Der Trick ist alt: wer Keinen Erfolg hat, läßt die Hosen runter. So auch Clarence Reid: Getarnt als "Blowfly", bringt er mit Hardcore-Porno-Versionen bekannter Hits mehr als nur Gemüter in Wallung. Teddy Hoersch probte im Schlafzimmer den Ernstfall.

Verschmitzte Augen, gewinnendes Lächeln, dicker Schnauzbart, Smoking, Fliege, satinausgeschlagener Dracula-Mantel… Wer ihn so sieht, schätzt ihn vielleicht auf späte 40 (richtig!) und tippt auf kuschelweiche Balladen, vorgetragen in einer anonymen Hotellounge zum Geklimper eines verstimmten Klaviers.

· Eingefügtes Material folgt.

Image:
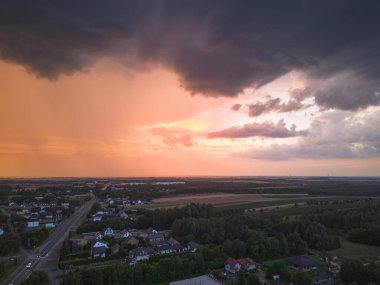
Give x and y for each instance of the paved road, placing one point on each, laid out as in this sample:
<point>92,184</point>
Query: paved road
<point>38,257</point>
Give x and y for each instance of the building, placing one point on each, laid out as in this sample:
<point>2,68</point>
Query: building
<point>130,241</point>
<point>173,241</point>
<point>33,223</point>
<point>99,252</point>
<point>193,246</point>
<point>155,238</point>
<point>123,215</point>
<point>141,253</point>
<point>108,231</point>
<point>302,262</point>
<point>97,218</point>
<point>247,264</point>
<point>233,265</point>
<point>115,249</point>
<point>125,234</point>
<point>49,225</point>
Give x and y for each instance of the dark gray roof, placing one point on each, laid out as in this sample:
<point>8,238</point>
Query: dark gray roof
<point>193,244</point>
<point>99,250</point>
<point>142,251</point>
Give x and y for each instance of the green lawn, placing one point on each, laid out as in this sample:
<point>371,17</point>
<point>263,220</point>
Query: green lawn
<point>361,252</point>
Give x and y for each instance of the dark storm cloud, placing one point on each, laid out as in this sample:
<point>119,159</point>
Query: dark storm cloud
<point>331,135</point>
<point>216,47</point>
<point>274,105</point>
<point>266,129</point>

Falsch! Komplett falsch! Denn hier haben wir keinen Geringeren als Blowfly vor uns. Blowfly wie „Schmeißfliege“. Blowfly wie Hurensohn. Blowfly wie Clarence Reid.

Unter diesem bürgerlichen Namen ist unser Mann schon gut 20 Jahre im Musikgeschäft tätig. Allerdings meist ohne großes Glück. Er mußte erleben, wie all die Weichspüler mit ihren schmalztriefenden Songs an ihm vorbeizogen — mitten hinein in die Hitparade. Reid blieb namen- und mittellos. Bis er eines Tages eine geile alte Weisheit neu entdeckte: Sex sells. Mit einer ferkeligen Version von „Raindrops Keep Falling On My Head“ übertönte er zuerst nur seinen eigenen Frust. Kein Gedanke daran, mit so etwas an die Öffentlichkeit zu treten. Mama war empört („Du Ferkel!“) und Grandma fand’s so „nasty“, daß sie dem Enkel ein Pseudonym vorschlug: Blowfly. Doch trotz des familiären Widerstandes fanden die Hustler-Versionen bekannter Hitmelodien in Blowflys Heimat Miami Anklang. Blowfly nahm kein Blatt vor den Mund. In seinen Texten, unterlegt mit bassigem Techno-Funk und chartbekannten Melodiefetzen, artikulieren sich die feuchten Träume jenes Durchschnitts-Amerikaners, der öffentlich auf Moral pocht und heimlich in Blue Movie-Theatern verschwindet.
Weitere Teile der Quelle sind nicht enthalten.